Take animation and apply it to your characters.

Overview

We've made strides to implement an animation transfer system and in its current form we feel that it can automate transfers from many types of animation to various sizes of characters. This does not replace accurate animation and rigging and animating of bones, it does offer a system where a simplistic transfer of animation can happen and deliver results for a muscle simulation. This is a work in progress since we will value your feedback on this system.

Node Structure

This part of the toolset is designed to fit into Houdini's existing workflow with KineFX. It enables users to take multiple characters and multiple animations, transfer the animation to each character with it prepared for simulation and save out files for each character and animation variation.

TOPs and Local Variables

In the Character tab and Animation tab we have index parameters. These enable you to choose your current character or animation to view through the toolset. The default value is however a local variable, @char_index and @anim_index respectively. These default values are used with TOPs and could be deleted if you want to control these values.

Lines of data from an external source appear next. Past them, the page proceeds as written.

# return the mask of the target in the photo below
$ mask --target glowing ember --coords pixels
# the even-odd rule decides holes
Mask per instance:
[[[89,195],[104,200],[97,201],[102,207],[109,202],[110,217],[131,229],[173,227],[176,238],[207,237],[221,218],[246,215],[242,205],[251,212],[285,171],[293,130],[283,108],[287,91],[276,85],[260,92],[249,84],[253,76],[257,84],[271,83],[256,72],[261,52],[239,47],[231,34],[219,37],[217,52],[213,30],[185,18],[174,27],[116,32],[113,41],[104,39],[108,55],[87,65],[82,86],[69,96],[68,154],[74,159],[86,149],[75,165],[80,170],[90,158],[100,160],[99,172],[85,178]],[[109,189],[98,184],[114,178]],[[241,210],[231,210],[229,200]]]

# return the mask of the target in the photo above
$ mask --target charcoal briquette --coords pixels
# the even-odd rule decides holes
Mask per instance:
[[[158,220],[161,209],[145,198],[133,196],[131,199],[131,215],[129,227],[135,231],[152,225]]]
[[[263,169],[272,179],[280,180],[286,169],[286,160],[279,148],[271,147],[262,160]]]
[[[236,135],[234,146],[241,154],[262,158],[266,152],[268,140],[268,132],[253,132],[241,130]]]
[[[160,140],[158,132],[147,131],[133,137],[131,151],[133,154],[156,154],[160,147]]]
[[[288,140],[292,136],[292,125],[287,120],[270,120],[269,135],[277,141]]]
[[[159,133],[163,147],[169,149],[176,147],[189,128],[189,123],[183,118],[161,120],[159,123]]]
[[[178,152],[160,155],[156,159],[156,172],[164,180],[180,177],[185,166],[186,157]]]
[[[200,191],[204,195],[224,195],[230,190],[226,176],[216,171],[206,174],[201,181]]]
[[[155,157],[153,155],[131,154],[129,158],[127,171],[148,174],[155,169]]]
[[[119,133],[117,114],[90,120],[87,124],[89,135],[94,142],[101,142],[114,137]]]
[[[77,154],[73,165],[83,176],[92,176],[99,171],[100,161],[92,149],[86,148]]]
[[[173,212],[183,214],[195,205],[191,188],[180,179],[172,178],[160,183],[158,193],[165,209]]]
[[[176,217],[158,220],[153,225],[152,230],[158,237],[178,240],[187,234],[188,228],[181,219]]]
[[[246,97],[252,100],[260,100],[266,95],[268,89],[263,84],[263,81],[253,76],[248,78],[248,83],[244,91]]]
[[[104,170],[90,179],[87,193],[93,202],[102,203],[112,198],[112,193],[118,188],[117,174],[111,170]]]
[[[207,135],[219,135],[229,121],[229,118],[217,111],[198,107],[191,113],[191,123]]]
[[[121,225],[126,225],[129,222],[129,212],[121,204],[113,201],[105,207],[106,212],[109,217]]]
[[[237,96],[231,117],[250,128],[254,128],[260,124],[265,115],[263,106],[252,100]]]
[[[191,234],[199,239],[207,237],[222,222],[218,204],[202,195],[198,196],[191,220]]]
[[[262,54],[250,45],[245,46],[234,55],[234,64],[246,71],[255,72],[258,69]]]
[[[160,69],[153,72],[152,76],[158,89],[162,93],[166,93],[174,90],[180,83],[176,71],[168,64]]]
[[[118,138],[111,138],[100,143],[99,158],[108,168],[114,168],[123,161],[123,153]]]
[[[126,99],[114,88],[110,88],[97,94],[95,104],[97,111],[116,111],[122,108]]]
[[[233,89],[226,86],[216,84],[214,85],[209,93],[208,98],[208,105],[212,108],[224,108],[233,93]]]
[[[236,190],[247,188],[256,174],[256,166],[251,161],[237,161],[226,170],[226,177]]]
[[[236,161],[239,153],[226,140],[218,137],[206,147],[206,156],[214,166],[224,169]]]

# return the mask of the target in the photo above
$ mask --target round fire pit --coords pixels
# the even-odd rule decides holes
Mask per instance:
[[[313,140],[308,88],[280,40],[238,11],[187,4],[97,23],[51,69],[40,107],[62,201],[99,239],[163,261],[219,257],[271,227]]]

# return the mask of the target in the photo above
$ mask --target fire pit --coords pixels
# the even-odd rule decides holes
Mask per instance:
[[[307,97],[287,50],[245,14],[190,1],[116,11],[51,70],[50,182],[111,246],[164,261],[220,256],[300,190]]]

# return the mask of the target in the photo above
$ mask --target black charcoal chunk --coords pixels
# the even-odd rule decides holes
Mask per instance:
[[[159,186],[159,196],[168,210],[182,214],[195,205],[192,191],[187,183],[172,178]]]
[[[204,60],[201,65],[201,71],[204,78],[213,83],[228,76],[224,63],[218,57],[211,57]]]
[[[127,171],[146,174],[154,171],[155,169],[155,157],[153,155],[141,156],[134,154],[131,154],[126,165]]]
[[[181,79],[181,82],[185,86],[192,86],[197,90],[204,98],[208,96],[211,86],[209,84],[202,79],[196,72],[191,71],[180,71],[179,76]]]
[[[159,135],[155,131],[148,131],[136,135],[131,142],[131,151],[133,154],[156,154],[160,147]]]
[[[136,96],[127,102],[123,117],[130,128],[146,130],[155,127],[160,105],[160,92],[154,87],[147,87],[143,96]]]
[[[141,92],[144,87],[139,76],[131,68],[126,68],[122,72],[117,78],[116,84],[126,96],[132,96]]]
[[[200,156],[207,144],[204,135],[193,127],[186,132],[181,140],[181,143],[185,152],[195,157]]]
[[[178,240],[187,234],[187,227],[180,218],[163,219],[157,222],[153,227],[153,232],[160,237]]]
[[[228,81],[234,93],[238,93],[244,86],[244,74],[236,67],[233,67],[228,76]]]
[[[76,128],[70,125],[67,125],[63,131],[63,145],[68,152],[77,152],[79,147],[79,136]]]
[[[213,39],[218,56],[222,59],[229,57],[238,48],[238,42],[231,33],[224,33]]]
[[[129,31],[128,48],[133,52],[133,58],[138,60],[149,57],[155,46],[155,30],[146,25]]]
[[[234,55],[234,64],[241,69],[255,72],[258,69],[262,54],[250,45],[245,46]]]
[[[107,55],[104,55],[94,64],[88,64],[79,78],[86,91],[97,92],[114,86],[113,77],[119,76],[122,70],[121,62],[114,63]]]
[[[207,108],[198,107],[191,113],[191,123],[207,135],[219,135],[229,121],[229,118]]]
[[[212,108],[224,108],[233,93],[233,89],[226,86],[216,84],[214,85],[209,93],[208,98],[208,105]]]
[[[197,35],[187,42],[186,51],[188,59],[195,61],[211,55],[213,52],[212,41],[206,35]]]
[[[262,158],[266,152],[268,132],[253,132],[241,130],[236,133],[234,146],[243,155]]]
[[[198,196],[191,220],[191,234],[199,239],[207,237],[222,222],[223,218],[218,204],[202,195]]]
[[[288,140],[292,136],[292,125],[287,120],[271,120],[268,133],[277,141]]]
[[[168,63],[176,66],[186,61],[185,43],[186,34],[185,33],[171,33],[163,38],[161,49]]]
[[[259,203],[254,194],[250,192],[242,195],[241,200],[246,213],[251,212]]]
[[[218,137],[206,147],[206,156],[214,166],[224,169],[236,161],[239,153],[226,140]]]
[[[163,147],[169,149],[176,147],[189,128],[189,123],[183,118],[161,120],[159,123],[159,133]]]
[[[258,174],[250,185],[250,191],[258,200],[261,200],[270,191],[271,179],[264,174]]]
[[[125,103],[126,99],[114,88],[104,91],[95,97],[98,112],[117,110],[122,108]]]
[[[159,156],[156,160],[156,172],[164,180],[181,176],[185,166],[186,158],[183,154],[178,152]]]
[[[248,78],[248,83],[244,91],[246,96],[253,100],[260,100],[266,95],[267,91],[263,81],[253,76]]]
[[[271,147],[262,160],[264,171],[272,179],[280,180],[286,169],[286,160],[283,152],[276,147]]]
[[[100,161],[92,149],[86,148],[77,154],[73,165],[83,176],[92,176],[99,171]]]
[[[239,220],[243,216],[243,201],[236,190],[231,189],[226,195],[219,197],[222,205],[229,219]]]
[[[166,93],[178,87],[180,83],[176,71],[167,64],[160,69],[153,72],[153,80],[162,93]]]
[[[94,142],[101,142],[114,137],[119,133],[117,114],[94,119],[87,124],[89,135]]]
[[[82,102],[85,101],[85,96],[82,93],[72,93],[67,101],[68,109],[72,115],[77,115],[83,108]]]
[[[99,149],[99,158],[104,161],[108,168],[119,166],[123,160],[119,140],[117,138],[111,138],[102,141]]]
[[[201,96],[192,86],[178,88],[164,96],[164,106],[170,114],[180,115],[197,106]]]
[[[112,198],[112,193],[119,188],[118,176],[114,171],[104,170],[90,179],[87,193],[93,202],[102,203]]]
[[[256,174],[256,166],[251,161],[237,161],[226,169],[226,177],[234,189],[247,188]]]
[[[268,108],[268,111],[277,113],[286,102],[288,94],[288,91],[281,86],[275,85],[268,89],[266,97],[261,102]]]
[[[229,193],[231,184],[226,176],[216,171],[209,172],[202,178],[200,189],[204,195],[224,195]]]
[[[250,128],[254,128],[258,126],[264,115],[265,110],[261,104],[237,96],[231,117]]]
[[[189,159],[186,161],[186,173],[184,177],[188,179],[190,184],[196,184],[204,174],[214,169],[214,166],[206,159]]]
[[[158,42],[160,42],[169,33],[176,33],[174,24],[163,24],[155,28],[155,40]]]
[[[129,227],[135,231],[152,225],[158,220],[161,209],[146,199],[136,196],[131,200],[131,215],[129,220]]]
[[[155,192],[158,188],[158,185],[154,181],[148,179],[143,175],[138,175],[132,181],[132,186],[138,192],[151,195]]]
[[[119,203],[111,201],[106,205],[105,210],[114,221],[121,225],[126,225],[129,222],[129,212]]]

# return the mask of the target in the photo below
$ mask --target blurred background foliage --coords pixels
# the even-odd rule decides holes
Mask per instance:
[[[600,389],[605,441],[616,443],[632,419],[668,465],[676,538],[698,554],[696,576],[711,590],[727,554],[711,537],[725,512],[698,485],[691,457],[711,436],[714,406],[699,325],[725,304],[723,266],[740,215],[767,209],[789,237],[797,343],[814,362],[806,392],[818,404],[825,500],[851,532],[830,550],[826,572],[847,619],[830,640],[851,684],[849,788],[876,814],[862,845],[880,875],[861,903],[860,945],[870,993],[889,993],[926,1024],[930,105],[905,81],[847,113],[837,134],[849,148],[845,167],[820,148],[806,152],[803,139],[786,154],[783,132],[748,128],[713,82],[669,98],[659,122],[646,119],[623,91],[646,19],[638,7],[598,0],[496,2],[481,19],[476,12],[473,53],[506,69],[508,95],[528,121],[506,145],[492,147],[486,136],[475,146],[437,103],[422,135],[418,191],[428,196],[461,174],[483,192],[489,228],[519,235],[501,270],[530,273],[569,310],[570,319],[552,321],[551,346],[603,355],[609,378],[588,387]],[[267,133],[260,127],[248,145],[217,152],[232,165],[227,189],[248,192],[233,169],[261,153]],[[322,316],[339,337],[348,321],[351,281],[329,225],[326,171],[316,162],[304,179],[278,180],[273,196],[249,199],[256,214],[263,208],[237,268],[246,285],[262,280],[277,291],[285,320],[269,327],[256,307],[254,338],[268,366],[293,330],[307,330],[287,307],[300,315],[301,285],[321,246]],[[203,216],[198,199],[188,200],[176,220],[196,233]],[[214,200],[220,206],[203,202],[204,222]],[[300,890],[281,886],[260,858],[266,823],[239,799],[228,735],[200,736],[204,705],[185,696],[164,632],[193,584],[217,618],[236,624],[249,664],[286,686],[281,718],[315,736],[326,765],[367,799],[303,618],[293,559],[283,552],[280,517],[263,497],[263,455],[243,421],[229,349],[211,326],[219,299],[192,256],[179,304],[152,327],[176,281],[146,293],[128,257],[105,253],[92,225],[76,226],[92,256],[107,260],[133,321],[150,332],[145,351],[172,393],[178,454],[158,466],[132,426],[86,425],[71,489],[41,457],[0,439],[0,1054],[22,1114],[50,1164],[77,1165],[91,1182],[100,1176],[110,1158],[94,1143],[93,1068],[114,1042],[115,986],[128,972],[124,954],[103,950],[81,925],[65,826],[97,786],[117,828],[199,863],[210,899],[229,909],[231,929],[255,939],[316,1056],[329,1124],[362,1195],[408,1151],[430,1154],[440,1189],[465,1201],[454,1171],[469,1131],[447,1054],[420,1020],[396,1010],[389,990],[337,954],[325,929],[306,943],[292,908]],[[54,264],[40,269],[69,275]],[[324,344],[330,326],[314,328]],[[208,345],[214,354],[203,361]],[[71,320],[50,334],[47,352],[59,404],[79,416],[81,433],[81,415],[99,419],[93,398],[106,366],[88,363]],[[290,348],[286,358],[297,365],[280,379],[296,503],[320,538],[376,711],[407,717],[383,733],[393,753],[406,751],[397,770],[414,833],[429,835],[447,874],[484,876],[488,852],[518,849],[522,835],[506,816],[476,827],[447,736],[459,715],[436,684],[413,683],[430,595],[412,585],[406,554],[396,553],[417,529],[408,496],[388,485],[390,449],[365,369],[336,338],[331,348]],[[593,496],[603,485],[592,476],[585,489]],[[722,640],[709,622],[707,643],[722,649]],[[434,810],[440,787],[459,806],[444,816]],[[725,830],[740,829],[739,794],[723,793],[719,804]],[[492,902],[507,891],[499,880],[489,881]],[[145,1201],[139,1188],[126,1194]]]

Timeline, Preroll and Your Animation Clip

Procedural Anatomy doesn’t expect a certain range but it is setup to use frames as the default way to count for simulations. The alternative, time ($T) should be acceptable but is untested at the moment. In the future we would like to support both but frames will stay Procedural Anatomy’s preferred count format for the foreseeable future.

T-Pose / Rest Frames

These frames fall ahead of the start of your animation and define when the character will be at a rest state or t-pose state depending on the animation.

For muscle simulation you always need to start from the rest state and for animation matching, this is also known as Preroll. You can use as many or as few frames as you want, 30 frames at 24fps solves quickly to the first animation frame. The reason we blend so much is to allow the muscles to loosen and then flex into position before the first few frames of animation.

Typically we start our animations re-mapped to the starting frame to frame 1001. This is because we can then step backwards 30 frames (to frame 971 as our T-Pose/Rest frame) and not have negative numbers as if we started at frame 1 (to frame -29). This is important because our system is not designed to support negative frame numbers.

Example:

  • T-Pose Frame - 0971

  • Animation Start Frame - 1001

  • Animation End Frame - 1390 (or whatever the duration of your file is)

Frame Ranges and Number Padding

We recommend using frame numbers with at least 4 digit number padding. This means your animation should either have leading zeros or start after frame 1000.

How T-Pose And Rest Pose Work

T-Pose and Rest Pose are used at the same time but work in two different ways. T-Pose is used in animation and motion capture files as a rest position or for retargeting animation. Rest pose in procedural Anatomy is the pose from the Anatomy Output. We smoothly interpolate between the T-Pose or Animation Start Frame and the same for Rest Pose and Animation Start Frame.